Para Nietzsche, el pensamiento y la cultura occidentales constatan la muerte de Dios. La muerte de Dios deja al hombre sin consuelo religioso y necesitado de una reorientación existencial externa. La muerte de Dios es, en realidad, la muerte del monoteísmo cristiano y de la metafísica dogmática, para quienes solo hay un Dios y una verdad; representa el trasmundo verdadero. Y el responsable de su muerte es quien lo creó: el hombre. El inicio de su muerte está en la Ilustración, donde Dios queda sustituido por la razón. En el siglo XIX, la razón será sustituida por la ciencia.

El Nihilismo

Nietzsche llama nihilismo (del latín nihil, que quiere decir “nada”) a la doctrina que pretende evadirse de la muerte, de lo terrible y lo caótico de la existencia apelando a supuestas realidades trascendentes, en realidad inexistentes:

  • El mundo de las Ideas (Platón).
  • Dios (religión).
  • La idea moderna de Razón (Ilustración).
  • La ciencia (positivismo).

Se trata de creer en algo que en realidad es nada, puro invento, para no asumir la realidad tal como es.

Nihilismo Activo y Pasivo

El primer nihilismo, nihilismo negativo o reactivo, consiste en creer en algo que es nada, pura invención. Pero el nihilismo tiene su versión positiva: es el nihilismo activo, que tendrá dos fases: la denuncia y la destrucción de los falsos valores invertidos a lo largo de la historia.

La Voluntad de Poder

Para Nietzsche, la voluntad es la verdadera «esencia» de la realidad. La realidad es expresión de la voluntad: ser es querer. Es lo que Nietzsche denomina «voluntad de poder»: es una voluntad vital, expansiva, dominante… una voluntad que se engendra a sí misma y que quiere su propio querer.

El Superhombre

Representa una nueva forma de entender al hombre, una nueva antropología.

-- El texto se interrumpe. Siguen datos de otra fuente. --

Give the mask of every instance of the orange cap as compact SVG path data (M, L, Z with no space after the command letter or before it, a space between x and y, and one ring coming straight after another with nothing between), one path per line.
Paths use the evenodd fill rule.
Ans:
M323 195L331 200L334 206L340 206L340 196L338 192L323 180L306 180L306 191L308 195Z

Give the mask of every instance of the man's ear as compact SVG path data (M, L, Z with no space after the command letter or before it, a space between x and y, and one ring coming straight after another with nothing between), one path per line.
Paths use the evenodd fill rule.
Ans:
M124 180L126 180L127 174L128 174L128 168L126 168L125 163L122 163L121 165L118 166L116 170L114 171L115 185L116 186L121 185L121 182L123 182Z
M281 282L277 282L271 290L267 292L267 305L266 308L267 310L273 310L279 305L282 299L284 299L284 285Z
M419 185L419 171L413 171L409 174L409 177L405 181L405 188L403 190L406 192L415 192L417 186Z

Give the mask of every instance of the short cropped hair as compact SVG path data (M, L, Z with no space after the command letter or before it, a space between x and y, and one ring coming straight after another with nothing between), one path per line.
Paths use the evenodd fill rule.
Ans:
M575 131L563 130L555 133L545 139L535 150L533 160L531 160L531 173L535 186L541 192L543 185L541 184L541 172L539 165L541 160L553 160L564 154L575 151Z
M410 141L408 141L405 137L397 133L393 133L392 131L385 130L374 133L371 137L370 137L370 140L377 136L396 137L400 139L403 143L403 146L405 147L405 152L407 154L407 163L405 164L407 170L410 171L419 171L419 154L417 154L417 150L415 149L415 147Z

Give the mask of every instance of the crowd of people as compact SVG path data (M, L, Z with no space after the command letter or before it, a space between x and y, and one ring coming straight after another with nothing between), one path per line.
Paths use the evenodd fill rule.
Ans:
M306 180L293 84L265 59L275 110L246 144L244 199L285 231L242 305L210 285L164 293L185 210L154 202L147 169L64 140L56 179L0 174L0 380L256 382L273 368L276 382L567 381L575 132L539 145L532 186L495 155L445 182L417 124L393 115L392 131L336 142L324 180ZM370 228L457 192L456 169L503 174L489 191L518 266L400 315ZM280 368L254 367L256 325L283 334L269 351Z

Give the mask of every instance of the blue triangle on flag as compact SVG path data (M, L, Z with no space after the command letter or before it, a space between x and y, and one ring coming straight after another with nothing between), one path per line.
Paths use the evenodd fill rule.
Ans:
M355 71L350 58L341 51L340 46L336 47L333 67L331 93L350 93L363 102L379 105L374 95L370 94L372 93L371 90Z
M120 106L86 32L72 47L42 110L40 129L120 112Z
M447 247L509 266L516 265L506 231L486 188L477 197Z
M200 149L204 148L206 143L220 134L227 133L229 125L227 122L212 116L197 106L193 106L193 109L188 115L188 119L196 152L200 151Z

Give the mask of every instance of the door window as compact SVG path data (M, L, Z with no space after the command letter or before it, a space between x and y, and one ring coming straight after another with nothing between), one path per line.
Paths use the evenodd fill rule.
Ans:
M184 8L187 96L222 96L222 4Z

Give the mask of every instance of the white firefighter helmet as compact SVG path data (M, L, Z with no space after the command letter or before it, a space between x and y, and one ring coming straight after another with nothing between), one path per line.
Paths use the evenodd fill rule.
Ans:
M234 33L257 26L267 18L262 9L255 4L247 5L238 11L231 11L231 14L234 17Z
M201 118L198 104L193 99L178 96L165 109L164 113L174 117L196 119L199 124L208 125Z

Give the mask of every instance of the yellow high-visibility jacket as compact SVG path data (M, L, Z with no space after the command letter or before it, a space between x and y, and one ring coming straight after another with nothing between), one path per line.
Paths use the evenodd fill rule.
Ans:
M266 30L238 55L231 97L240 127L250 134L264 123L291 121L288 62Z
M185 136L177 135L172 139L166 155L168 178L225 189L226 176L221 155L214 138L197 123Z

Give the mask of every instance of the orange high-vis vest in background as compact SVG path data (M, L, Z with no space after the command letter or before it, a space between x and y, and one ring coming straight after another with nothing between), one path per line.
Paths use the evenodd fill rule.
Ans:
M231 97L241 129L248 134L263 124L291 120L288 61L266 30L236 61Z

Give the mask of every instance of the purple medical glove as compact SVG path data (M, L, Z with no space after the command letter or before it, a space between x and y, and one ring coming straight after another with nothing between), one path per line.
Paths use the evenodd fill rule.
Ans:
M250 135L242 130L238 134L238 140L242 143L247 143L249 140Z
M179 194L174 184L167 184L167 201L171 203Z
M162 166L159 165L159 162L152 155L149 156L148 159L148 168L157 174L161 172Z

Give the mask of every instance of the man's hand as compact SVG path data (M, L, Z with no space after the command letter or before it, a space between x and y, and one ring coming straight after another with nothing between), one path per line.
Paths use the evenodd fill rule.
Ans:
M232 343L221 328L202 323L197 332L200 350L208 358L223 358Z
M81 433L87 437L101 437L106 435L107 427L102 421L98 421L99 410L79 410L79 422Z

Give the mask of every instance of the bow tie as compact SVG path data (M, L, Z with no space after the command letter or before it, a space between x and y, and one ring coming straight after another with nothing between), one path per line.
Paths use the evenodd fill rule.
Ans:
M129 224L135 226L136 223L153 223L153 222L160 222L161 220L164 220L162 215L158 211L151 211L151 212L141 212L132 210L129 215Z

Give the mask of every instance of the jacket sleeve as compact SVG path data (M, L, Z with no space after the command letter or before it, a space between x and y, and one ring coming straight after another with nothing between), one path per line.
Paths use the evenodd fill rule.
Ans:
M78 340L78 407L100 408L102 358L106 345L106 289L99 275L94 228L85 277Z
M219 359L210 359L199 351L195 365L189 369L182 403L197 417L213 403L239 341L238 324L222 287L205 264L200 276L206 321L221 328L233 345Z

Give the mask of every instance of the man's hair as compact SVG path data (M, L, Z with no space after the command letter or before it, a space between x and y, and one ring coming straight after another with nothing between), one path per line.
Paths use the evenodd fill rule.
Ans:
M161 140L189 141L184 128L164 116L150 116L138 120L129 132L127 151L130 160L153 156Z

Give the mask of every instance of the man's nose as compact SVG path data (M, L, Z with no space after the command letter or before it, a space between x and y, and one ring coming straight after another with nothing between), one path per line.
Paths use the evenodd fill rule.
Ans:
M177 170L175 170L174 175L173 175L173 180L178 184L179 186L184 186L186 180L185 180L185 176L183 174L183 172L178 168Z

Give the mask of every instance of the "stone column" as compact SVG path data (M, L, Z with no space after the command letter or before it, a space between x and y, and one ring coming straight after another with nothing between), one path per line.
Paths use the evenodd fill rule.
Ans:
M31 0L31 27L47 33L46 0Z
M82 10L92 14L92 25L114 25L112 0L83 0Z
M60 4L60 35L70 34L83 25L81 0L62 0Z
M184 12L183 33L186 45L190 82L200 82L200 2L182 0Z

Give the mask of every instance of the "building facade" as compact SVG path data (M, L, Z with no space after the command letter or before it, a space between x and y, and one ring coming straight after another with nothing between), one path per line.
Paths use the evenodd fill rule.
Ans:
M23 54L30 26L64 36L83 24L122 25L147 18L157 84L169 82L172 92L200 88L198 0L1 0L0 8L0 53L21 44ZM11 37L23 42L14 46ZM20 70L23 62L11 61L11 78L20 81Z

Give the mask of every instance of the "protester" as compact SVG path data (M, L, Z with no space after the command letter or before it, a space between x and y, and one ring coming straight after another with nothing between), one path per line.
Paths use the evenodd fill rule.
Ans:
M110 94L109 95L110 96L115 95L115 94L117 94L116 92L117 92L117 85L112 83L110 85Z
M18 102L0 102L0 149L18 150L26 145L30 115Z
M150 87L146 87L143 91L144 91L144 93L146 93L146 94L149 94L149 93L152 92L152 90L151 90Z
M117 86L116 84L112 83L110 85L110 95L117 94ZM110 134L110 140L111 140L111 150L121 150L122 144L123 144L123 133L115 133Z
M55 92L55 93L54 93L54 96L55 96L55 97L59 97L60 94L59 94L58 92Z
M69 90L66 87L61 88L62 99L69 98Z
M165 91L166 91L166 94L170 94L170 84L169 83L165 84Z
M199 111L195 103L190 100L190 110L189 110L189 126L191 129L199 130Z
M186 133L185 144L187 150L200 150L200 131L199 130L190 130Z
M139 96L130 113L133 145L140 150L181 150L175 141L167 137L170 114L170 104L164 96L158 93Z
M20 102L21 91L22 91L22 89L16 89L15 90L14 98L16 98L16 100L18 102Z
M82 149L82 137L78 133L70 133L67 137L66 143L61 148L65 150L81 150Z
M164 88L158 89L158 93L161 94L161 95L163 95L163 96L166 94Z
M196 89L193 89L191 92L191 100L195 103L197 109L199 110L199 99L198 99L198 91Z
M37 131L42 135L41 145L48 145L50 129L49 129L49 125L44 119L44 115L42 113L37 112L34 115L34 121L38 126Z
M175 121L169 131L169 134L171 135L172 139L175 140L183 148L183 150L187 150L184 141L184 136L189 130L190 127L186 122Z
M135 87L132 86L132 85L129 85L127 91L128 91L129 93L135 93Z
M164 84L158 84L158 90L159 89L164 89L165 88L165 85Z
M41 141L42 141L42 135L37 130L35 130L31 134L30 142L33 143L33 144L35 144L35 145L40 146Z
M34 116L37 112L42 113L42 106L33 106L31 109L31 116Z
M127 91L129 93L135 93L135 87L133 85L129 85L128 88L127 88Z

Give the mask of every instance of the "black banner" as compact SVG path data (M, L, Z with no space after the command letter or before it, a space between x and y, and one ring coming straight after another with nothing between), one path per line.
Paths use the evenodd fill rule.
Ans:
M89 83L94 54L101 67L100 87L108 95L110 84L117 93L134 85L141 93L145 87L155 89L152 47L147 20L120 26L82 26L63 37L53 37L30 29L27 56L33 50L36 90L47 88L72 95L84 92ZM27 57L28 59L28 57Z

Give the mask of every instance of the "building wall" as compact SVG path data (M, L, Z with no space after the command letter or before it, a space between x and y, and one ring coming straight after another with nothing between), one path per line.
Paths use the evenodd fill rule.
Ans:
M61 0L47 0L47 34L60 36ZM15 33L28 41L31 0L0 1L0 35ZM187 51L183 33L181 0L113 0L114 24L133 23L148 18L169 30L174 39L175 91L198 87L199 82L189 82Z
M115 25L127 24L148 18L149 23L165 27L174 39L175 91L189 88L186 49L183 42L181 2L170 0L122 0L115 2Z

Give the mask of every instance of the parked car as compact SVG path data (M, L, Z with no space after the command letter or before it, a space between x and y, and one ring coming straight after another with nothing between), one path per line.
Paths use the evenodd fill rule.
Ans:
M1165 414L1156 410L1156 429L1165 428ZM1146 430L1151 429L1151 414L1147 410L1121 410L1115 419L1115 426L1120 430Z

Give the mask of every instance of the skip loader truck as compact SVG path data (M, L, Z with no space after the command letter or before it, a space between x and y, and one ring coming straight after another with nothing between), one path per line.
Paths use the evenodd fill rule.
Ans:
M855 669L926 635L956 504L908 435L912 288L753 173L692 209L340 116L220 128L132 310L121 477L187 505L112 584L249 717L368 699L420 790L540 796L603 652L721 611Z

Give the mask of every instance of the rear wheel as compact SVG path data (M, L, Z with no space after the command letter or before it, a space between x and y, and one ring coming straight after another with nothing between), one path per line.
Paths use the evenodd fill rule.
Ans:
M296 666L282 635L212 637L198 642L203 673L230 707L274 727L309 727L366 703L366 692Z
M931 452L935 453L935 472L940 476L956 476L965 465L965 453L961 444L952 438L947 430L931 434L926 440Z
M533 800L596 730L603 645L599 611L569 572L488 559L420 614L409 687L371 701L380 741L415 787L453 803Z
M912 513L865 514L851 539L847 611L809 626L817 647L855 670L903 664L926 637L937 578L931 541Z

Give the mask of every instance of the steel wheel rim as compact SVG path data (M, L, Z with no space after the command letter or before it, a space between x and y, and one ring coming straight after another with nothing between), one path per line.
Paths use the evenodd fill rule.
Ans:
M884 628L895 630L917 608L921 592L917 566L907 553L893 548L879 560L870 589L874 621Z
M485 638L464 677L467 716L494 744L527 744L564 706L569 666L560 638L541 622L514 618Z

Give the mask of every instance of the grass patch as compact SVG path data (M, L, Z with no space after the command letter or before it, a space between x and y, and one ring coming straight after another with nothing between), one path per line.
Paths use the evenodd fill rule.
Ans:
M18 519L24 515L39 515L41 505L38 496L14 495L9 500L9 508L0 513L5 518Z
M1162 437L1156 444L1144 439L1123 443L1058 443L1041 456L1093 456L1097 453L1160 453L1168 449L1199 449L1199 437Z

El hombre actual debe ser sustituido por el «superhombre», un hombre que haga de la afirmación de nuevos valores el eje de su vida. Mientras que el hombre actual es un ser domesticado, el Superhombre es un ser libre, superior, autónomo, y los desarrolla en la voluntad de poder. El niño es el símbolo del Superhombre.

La Transvaloración

Este hombre nuevo solo será posible con una nueva moral que surgirá de la transmutación de todos los valores vigentes. Las nociones morales de «Bien» y «Mal» como puntos de referencia objetivos y opuestos quedan desbordados por la nueva realidad. Los viejos valores racionales y suprasensibles son sustituidos por valores vitales y sensibles. El superhombre defiende la desigualdad y la jerarquía frente a la igualdad y la seguridad, que serían valores propios de la moral del «rebaño», una moral de esclavos, representada fundamentalmente por el cristianismo.

El Eterno Retorno

Supone una crítica a la concepción lineal de la historia que en Occidente viene marcada por el nacimiento de Dios y que implica la idea de progreso, la idea de que hay momentos de la vida humana más importantes que otros. Además, el cristianismo concibe un final apocalíptico; sin embargo, en el eterno retorno no hay redención ni castigo. Nietzsche reclama el tiempo circular donde cada instante de nuestra vida es igual de importante. Se trata de actuar y comportarnos como si tuviéramos que vivir eternamente con las consecuencias de nuestras acciones.